While our culture loves to worship the mind as the ultimate powerhouse, the heart has 60 times the electrical charge of the brain. Along with that, more nerve pathways travel from the heart to the brain than the other way around. In other words, in some very essential places, it is the heart leading the way. Once again, our biological intelligence is pointing to something we all too often do not recognize. In this case, that being, that it is the heart that is the true powerhouse. The one carrying the big charge. The call we want to sit up and take notice of. The one we do not want to deny.

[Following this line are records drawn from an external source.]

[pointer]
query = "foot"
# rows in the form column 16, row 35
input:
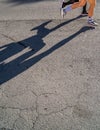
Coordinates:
column 92, row 22
column 84, row 13
column 62, row 12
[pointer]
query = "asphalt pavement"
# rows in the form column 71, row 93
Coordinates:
column 49, row 67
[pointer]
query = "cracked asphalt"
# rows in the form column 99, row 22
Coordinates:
column 49, row 68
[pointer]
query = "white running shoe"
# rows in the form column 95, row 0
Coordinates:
column 92, row 22
column 62, row 12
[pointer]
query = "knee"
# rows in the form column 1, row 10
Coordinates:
column 82, row 3
column 93, row 3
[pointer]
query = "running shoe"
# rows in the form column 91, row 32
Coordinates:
column 92, row 22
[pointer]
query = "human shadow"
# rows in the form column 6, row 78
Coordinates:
column 34, row 42
column 20, row 64
column 18, row 2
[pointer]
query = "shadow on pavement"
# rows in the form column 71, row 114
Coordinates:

This is not easy to do given the loud and insistent ways that the mind can drown out the more subtle and graceful messages of the heart. Not easy to do in a culture that has made many of us wary, shy and even downright suspicious of what the heart has to say. Some of us have even been so deeply and painfully wounded that it feels like nothing short of terrifying to imagine letting our hearts come out of hiding. And while likely we have all heard some version of “follow your heart,” it can seem like more of a romantic notion than a reality-based, viable approach to life.

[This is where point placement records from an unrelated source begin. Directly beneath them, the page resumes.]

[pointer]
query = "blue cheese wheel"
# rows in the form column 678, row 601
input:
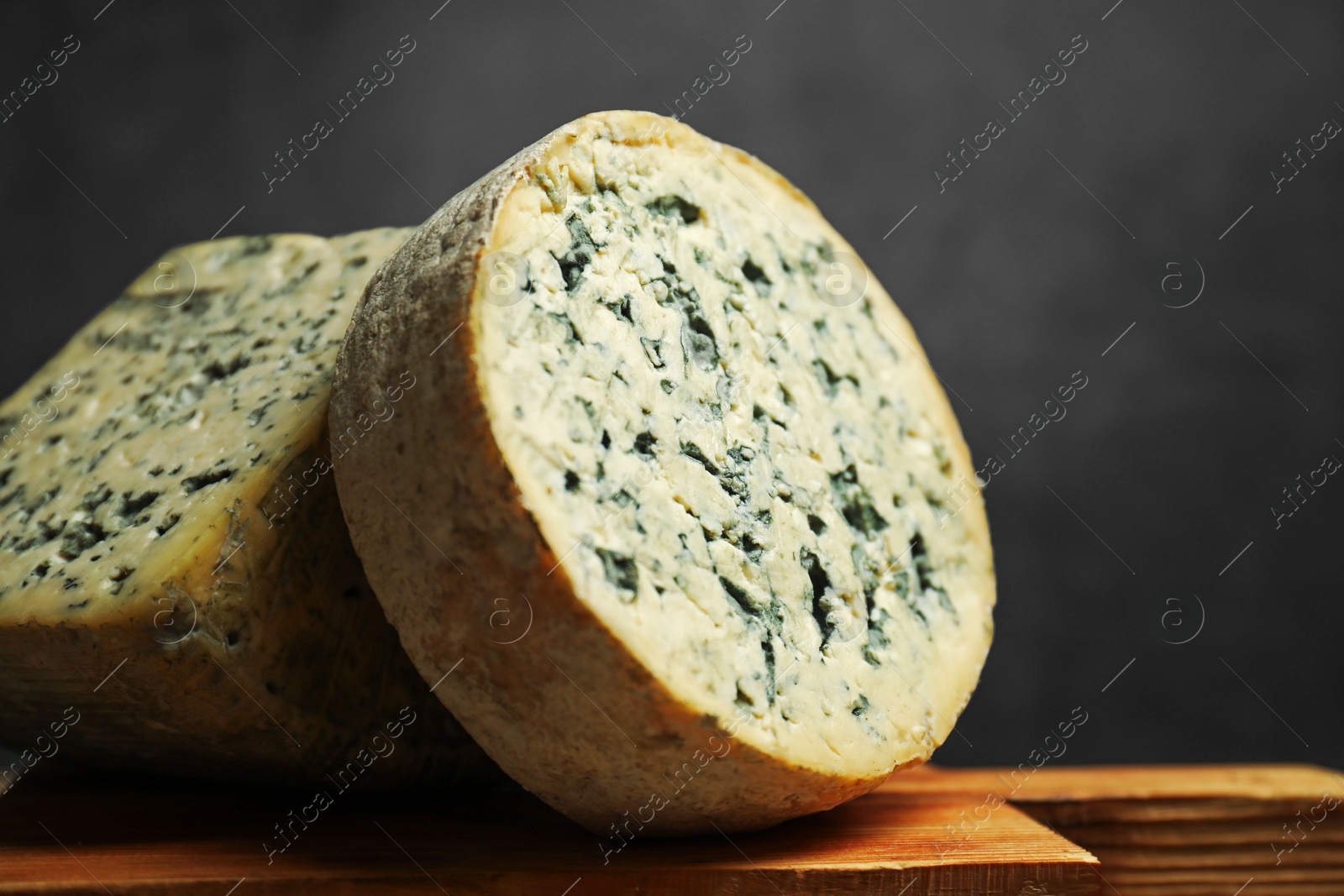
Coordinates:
column 174, row 564
column 678, row 490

For one, we don’t have a lot of good role models for this. And if we do, they are often saints, or people like the Dali Lama who can be too removed from daily life for us to feel as though we too, have access to what they do. For another, in a culture that uses fear as a sales tactic, as a way to keep us in line and that offers up entertainment based on the horrific and the outrageous, we can be left believing that to rely on the heart and its ways is childish, weak, ineffective, soft or overly sentimental. Maybe even downright dangerous to our safety and well-being.

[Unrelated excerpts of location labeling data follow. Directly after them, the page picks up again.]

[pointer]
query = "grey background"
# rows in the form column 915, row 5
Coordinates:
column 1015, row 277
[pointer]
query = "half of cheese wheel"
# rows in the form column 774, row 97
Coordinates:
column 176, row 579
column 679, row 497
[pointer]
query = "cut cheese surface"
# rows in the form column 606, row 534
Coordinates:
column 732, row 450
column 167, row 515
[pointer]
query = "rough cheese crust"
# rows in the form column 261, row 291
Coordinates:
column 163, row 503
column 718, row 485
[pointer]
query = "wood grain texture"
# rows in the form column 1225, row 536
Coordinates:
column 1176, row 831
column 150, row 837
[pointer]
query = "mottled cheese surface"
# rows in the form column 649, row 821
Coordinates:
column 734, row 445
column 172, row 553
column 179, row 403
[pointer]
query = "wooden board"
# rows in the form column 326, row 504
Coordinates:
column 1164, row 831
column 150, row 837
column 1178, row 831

It is anything but that. Believe it or not, the heart has its origins in courage. As in, the word courage derives from the French root “cour,” meaning heart. So beautifully portrayed in what the lion was looking for in The Wizard of Oz. But that is a child’s fantasy you might think. Maybe. Or maybe it is an expression of what we all most deeply long for. Something we all intuitively know to be a resource far greater than the insecurities, fears, shames, grievances, controls, anticipations and worries of the mind.
Check it out for yourself. Lying in bed first thing in the morning, before the mind has kicked into gear, pause. Don’t let the schedule and the demands of the day move in before you have placed one hand over your heart, and taken a few deep breaths right into the very center of your courage and wisdom. Ask your heart what it wants. And then, listen.